Three Sketches of the Grounds and Casino Nobile of the Villa Borghese, Rome

1819

In Tate Britain

Prints and Drawings Room

View by appointment
Artist
Joseph Mallord William Turner 1775–1851
Medium
Graphite on paper
Dimensions
Support: 114 x 189 mm
Collection
Tate
Acquisition
Accepted by the nation as part of the Turner Bequest 1856
Reference
D16269
Turner Bequest CLXXXVIII 62 a

Catalogue entry

Owing to the inscription in the top right-hand corner of this page Cecilia Powell made the logical assumption that the sketches on folios 62–64 (D16267–D16270; Turner Bequest CLXXXVIII 61–63), depict the grounds of the Villa Doria Pamphili on the Janiculum Hill. However, Turner’s annotation probably reads ‘Doric Pillars’,1 and the subject is actually the Villa Borghese near the Pincian Hill. For a general discussion see folio 62 (D16267; Turner Bequest CLXXXVIII 61).
This page contains three distinct sketches.

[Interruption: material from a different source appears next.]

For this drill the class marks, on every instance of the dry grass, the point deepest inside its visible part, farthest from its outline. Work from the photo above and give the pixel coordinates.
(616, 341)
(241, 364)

The view at the top depicts part of the grounds of the Villa Borghese, looking west from the Via Pinciana side. In the centre is the Piazza di Siena with the clock tower of the Casino dell’Orologio, whilst on the right is an ornamental wall near the Meridiana (Sun Dial) known as the Rotonda di Goethe. At the bottom of the page are two studies of the Casino Nobile, (now the Galleria Borghese). The villa, with its projecting wings topped by towers, was built in the early seventeenth century by Flaminio Ponzio and Giovanni Vasanzio for Cardinal Scipione Borghese, nephew of Pope Paul V.2 Its stylistic similarity to the nearby Villa Medici led Finberg to an incorrect identification but close inspection reveals the differences between the two buildings, see folio 66 verso (D16275; Turner Bequest CLXXXVIII 65a). The entire surface of the façade of the Villa Borghese was originally densely encrusted with various bas-reliefs and statues but by the time of Turner’s visit some of these had been sold by the owner of the villa, Prince Camillo Borghese to his powerful brother-in-law, Napoleon Bonaparte. Turner has sketched the building from the north-west side (bottom left) and from the front (bottom right).
In addition to visiting the exterior of the Villa Borghese, Turner’s 1819 trip to Rome included at least one visit to the famous art collection housed within its walls. The Borghese gallery which included masterpieces by Titian, Domenichino and Veronese, was one of the most important in Europe. John Chetwode Eustace described it in A Classical Tour of Italy as ‘lined and inlaid with the richest marbles, and supported by the noblest pillars, intermingled with bronze and gilding, and adorned with the best specimens of ancient art and sculpture and in painting. Such indeed in the value of this collection, and such the splendour of the apartments in which it is displayed, that no sovereign in Europe can boast of so rich a gallery, or of a residence so truly imperial.’3 Turner’s notes and thoughts on the paintings he saw there can be found within the Remarks (Italy) sketchbook (Tate; Turner Bequest CXCIII).

Nicola Moorby
January 2009

1
Identified by Thomas Ashby, unpublished notes, Turner Bequest Archive, Tate.
3
John Chetwode Eustace, A Classical Tour Through Italy, London 1815, 3rd edition, vol.II, p.207.